This section documents the process of reconstructing and analyzing wealth indexes for a forthcoming study focusing on rural populations in Madagascar. Wealth indexes, particularly the wealth index factor scores, are critical for assessing household living standards and analyzing inequalities.
The wealth index, provided in DHS, is constructed using principal components analysis on household characteristics such as asset ownership, housing materials, and access to water and sanitation facilities. We want a centile classification specific to rural households.
5.1 Verification that rural wealth centiles can be derived from existing DHS data
We first check whether the centile classification of households is consistent between the national wealth score (hv271) and the rural-specific wealth score (hv271a). The comparison is done for rural households in the 2021 DHS. Both indices are transformed into centiles, and we examine their agreement through simple proportions, correlation, and a scatterplot.
cor.test(hh21_rur$c_hv271, hh21_rur$c_hv271a,method ="spearman", use ="complete.obs")
Spearman's rank correlation rho
data: hh21_rur$c_hv271 and hh21_rur$c_hv271a
S = 47437, p-value < 2.2e-16
alternative hypothesis: true rho is not equal to 0
sample estimates:
rho
0.9999999
Code
# Scatterplot with both axesggplot(hh21_rur, aes(x = c_hv271, y = c_hv271a)) +geom_point(alpha =0.3) +geom_smooth(method ="lm", se =FALSE, linewidth =0.3, color ="blue") +labs(title ="Rural households (2021): hv271 vs hv271a centiles",x ="Centiles from hv271 (national wealth score)",y ="Centiles from hv271a (rural wealth score)" )

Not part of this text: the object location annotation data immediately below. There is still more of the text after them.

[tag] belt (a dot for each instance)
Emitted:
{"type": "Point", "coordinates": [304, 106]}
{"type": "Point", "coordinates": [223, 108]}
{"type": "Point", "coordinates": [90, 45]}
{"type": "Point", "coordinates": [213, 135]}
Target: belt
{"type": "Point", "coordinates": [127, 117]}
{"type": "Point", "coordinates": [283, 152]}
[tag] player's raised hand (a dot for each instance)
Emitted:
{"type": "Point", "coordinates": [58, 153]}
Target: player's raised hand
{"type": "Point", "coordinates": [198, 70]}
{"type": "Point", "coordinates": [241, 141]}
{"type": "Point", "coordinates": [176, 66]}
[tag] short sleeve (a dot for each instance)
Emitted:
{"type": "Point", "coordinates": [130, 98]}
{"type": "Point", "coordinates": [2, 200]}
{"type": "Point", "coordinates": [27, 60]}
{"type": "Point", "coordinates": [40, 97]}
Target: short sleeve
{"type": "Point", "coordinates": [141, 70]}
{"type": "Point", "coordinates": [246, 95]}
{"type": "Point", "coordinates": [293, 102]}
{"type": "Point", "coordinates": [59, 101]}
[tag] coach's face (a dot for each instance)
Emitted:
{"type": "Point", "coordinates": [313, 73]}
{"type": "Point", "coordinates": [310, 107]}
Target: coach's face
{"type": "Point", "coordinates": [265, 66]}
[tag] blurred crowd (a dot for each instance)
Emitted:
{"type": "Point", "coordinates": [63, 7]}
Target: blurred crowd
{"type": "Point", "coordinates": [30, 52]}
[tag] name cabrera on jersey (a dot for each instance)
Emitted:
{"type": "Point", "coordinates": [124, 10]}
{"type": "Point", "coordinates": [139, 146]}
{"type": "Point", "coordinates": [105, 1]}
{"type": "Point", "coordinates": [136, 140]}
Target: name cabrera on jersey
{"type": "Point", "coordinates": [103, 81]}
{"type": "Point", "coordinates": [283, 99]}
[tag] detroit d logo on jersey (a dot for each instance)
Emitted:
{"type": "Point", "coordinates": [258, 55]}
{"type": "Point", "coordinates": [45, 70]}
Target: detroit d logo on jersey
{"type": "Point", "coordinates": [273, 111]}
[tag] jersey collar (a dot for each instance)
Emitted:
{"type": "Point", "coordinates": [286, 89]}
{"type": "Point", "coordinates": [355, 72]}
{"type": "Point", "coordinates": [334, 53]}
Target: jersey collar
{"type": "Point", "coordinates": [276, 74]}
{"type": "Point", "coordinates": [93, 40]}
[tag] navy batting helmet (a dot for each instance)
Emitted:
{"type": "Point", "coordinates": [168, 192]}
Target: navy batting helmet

The results show near-perfect agreement between the two indices, confirming that the national wealth index can be used directly to reconstruct rural centiles, without loss of consistency. This greatly simplifies the treatment of earlier surveys (MIS 2011, 2013, 2016), where domain-specific wealth scores are not provided.
5.2 Construction of rural wealth centiles across DHS surveys
For comparability over time, we rely directly on the DHS wealth score (hv271) available in each household dataset. In the 1997 DHS, the wealth index is stored separately and must be merged by household identifier. For subsequent surveys (2008–2021), it is included directly in the household file.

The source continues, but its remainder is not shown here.